The best corrosion resistance was obtained for OCT in accordance with the EIS results (protective layer model) and the XRD/SEM results, which indicated that a protective layer consisting of MgAl₂O₄ and NiO formed on the surface of the steel. This internal layer formed in the OCT alloy acted as a thermal diffusion barrier, avoiding the oxidation of constitutional elements in the tested alloy.

The Tafel curves, shown in Figure 10, confirmed the corrosion rates obtained in Table 7, since the following anodic current order was determined: OCI > OC4 > OCT. The anodic current order was directly related to the corrosion rate.

5. Conclusions

Alumina-forming alloys are a suitable option to generate protective coatings in a severe corrosion environment. In this study, AFA alloys were examined after immersion in a ternary chloride molten salt proposed as thermal energy storage (TES) material for CSP plants.

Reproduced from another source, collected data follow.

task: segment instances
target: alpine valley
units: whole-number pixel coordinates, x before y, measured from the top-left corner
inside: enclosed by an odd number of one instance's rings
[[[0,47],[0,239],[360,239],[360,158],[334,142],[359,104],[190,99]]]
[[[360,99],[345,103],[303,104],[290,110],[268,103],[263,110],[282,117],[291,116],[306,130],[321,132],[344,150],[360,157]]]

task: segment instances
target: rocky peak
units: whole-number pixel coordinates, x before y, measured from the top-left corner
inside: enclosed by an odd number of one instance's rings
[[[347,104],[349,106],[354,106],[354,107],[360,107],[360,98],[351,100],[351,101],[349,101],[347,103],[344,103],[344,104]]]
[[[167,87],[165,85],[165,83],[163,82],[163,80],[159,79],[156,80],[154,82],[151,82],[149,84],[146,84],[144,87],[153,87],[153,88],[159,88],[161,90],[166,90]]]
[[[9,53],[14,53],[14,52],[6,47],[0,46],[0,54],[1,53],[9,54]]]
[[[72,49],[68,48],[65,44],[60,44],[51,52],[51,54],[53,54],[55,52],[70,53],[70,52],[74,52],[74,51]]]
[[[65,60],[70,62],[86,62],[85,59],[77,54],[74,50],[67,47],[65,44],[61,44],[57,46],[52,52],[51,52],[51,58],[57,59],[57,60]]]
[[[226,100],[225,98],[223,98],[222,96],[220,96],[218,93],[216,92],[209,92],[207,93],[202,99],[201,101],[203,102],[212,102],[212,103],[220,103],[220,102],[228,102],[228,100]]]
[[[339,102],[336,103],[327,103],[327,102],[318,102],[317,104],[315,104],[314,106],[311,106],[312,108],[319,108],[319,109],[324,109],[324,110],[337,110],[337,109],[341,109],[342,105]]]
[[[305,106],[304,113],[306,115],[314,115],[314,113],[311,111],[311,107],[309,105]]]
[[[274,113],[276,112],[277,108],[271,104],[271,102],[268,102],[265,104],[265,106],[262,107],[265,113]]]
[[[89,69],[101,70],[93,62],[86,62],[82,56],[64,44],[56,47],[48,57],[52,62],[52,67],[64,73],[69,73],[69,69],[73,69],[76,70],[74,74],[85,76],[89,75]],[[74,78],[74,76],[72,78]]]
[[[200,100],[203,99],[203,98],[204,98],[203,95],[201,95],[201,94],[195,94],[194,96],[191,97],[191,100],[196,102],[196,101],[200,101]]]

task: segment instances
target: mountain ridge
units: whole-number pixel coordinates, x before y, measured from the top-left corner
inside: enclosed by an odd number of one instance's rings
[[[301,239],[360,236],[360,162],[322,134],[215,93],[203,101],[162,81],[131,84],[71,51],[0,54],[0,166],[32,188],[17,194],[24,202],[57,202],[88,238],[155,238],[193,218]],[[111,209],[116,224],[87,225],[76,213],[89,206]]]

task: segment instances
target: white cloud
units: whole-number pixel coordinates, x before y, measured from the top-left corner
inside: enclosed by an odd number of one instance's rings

The linear polarization resistance technique was successfully applied to the tested materials, and a down selection of AFA alloys was completed. The lower corrosion rate was obtained for the OCT alloy using electrochemical impedance spectroscopy and was confirmed by SEM and XRD analyses. It is also important to highlight that, by our XRD analysis, this alloy showed internal oxidation characterized by the presence of a high amount of aluminum, which formed a protective barrier composed of MgAl₂O₄. In a future research, previously oxidized OCT alloy will be subjected to longer exposure times. The generation of alumina scales during the thermal cycles will be also analyzed, since the coating formed on the CSP plant components needs to be stable during operation.